Army pauses bundled recompete of professional services, IT vehicles

Gettyimages.com / Johannes Kroemer
The so-called MAPS contract is yet another big-ticket Army tech acquisition to enter a holding pattern two months into the second Trump administration.
The Army has paused the bundled recompete of two of its major go-to contract vehicles for professional and IT-centric services, following a March 20 White House executive order focused on efficiency in contracting.
Known as MAPS, the future Marketplace for the Acquisition of Professional Services contract has been poised to have a multibillion-dollar ceiling and become their primary vehicle for acquiring staff augmentation and technology support from industry.
Army officials designed MAPS to combine requirements from the current Responsive Strategic Services Sourcing and Information Technology Enterprise Solution-3 Services vehicles.
In a Wednesday notice to Sam.gov, the Army said it is reviewing the “Eliminating Waste and Saving Taxpayer Dollars by Consolidating Procurement” executive order from President Trump to determine any potential impact on MAPS.
That order moves some contracting work from other agencies to the General Services Administration amid a period of heightened scrutiny on acquisitions of certain types of professional services, especially consulting work.
As our partner publication NextGov/FCW reported, GSA is looking to quadruple the volume of procurements it will take on to about $400 billion per year.
Regarding MAPS’ immediate future, the Army is delaying both a pre-solicitation meeting with industry and release of the final draft request for proposals. The Army has released three drafts of the RFP so far and the most recent window for comments on the solicitation closed Feb. 14.

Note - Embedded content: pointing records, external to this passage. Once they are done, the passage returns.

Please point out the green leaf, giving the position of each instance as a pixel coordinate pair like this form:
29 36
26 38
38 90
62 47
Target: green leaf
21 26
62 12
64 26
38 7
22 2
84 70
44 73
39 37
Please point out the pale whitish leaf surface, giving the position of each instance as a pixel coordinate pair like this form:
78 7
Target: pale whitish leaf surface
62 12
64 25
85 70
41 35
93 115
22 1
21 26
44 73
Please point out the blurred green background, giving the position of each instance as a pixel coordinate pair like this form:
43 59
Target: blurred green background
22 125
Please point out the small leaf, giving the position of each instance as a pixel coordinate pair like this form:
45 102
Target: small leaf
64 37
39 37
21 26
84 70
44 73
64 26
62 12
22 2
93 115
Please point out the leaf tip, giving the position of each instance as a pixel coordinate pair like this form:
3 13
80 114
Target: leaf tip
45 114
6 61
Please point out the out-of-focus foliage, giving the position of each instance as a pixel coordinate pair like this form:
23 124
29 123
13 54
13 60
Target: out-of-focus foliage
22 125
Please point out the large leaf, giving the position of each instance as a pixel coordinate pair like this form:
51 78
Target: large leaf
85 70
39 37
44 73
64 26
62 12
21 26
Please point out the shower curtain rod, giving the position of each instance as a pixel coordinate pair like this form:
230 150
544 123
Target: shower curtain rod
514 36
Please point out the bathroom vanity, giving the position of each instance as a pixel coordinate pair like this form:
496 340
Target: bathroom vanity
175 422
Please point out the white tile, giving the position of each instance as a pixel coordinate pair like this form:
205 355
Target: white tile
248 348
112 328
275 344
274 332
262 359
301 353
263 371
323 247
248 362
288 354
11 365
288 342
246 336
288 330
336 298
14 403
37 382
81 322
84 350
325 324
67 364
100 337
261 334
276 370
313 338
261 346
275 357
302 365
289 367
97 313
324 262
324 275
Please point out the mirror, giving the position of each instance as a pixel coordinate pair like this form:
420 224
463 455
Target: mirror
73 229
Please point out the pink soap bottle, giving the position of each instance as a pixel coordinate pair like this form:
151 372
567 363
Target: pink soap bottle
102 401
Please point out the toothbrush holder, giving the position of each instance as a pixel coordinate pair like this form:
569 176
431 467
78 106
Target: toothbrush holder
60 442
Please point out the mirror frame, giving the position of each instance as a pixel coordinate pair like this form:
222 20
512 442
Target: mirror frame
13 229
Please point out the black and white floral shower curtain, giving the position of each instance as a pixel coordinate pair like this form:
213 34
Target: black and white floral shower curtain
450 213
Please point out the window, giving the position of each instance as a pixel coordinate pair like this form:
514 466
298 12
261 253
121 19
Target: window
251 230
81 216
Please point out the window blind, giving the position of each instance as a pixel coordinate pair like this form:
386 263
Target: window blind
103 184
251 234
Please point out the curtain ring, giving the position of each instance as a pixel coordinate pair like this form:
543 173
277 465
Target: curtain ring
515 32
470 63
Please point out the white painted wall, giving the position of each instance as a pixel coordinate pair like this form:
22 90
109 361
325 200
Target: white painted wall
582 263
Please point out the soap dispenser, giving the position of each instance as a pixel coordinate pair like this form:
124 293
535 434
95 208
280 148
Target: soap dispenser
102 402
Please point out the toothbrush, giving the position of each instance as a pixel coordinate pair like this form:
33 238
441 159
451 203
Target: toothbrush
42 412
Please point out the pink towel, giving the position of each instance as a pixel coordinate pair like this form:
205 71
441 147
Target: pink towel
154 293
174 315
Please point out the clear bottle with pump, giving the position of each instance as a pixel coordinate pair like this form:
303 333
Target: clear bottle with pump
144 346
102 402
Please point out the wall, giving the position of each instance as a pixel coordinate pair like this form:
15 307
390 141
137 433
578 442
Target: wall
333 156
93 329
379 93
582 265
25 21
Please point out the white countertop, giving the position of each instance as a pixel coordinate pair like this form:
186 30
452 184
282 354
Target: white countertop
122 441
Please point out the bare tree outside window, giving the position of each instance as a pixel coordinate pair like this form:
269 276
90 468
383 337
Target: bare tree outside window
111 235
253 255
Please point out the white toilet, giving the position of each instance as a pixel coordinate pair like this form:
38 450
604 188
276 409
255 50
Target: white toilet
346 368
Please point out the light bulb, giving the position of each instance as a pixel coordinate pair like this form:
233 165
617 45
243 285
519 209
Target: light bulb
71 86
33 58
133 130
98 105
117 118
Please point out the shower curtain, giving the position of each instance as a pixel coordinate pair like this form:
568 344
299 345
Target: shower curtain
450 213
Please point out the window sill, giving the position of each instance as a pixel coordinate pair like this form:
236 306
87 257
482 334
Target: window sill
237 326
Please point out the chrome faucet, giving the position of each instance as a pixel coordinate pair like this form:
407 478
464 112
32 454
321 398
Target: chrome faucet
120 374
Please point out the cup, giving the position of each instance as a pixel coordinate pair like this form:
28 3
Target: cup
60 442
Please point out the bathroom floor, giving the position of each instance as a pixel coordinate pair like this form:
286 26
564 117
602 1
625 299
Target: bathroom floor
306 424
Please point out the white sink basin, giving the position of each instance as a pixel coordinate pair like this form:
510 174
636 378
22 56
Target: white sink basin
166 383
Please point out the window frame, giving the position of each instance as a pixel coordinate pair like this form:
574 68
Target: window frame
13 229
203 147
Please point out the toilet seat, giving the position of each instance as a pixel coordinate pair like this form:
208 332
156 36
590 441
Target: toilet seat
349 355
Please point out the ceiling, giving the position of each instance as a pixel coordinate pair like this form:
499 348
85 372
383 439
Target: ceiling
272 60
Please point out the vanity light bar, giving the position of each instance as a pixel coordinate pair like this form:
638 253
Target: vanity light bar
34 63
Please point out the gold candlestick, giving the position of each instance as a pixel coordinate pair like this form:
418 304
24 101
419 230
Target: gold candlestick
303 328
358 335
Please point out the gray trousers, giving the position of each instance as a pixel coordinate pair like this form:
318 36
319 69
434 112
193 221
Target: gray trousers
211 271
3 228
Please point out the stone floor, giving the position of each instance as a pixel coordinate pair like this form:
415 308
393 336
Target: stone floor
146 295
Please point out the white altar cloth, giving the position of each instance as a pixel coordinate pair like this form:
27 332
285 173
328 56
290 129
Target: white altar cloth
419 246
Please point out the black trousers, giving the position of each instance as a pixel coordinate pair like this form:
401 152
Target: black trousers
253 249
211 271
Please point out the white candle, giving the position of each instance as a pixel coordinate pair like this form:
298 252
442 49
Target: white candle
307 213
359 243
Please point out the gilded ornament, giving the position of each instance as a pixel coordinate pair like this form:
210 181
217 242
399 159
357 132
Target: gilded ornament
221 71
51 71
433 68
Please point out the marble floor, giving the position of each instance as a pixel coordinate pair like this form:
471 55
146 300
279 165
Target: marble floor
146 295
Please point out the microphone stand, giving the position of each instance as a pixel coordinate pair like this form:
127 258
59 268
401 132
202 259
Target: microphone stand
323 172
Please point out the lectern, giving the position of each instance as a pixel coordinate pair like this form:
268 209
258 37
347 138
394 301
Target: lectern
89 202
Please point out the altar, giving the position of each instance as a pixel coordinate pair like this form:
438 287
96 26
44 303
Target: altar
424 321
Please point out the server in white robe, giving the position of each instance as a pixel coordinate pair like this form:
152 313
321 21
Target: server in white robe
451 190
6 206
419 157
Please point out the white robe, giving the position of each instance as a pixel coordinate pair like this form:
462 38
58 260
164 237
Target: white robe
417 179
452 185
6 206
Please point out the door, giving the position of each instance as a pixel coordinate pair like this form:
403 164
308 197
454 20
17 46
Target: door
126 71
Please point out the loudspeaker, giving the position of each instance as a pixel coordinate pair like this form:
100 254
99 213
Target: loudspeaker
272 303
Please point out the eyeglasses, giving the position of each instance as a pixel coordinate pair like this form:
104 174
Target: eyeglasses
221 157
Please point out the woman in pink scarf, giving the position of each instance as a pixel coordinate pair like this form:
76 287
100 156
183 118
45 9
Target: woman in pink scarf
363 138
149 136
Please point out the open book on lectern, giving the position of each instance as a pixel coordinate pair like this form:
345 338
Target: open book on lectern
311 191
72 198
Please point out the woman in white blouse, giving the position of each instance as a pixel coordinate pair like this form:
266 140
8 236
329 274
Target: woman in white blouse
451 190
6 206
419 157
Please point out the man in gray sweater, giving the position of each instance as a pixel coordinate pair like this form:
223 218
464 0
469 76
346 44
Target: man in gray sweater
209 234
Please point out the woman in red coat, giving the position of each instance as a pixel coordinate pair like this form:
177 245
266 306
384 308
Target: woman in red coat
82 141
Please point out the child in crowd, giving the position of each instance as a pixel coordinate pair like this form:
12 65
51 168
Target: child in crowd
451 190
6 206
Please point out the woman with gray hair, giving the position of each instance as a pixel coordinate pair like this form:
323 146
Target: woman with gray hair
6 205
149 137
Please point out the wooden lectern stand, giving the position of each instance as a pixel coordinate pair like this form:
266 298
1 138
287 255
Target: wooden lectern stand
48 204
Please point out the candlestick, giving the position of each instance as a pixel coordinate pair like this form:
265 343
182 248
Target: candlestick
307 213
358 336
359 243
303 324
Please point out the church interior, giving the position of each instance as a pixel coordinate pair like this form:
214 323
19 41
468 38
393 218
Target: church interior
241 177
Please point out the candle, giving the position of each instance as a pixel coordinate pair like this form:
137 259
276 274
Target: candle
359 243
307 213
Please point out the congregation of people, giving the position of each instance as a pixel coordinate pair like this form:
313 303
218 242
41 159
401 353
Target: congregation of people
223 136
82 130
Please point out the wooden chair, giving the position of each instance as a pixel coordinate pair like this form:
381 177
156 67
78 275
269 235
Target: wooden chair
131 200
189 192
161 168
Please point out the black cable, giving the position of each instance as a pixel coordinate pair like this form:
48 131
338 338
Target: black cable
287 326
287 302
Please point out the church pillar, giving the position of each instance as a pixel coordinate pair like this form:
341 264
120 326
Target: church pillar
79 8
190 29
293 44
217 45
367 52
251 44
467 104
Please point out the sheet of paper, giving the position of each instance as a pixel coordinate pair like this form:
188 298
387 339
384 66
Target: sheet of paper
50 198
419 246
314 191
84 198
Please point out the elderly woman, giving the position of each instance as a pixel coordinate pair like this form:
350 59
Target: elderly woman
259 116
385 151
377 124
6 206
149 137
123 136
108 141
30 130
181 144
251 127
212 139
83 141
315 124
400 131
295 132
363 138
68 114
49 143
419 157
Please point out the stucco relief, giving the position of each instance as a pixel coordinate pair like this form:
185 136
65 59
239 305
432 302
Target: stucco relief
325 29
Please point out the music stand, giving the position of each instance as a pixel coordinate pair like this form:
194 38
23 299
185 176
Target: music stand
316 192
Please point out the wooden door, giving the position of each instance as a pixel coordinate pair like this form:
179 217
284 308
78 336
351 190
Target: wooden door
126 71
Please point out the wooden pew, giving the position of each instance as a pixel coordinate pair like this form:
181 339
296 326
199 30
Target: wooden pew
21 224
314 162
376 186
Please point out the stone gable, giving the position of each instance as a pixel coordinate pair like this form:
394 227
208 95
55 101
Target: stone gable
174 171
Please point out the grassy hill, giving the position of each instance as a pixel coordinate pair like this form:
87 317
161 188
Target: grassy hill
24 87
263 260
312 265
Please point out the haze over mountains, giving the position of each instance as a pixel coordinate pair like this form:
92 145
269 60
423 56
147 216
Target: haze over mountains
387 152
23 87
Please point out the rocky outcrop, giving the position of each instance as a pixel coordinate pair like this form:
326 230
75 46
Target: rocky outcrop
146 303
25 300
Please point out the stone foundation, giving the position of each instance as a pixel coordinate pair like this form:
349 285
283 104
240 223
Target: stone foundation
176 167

Approximately $12.4 billion in obligations have flowed through RS3 and ITES-3S since the former’s opened for task order business in 2017 and the latter in 2018, according to GovTribe data.
MAPS is not the only big-ticket Army technology and professional services contract currently in some sort of a holding pattern amid the second Trump administration’s move-in.
In February, the Army paused its $10 billion New Modern Software Development contract vehicle to review the overall strategy. That appears to have been a pre-emptive move by Army leaders to ensure the contract aligns with Trump administration priorities for the military.
A third contract on indefinite hold is the Army Data Platform 2.0 effort, which is also in the pre-solicitation phase like MAPS and Modern Software Delivery. The Army also announced the pause and review of ADP 2.0 on Wednesday, like with MAPS.
ADP 2.0 focuses on acquiring enterprise data platforms and related professional services from multiple providers. An August 2024 procurement forecast from the Army pegs ADP 2.0’s ceiling in the range of $250 million-to-$1 billion.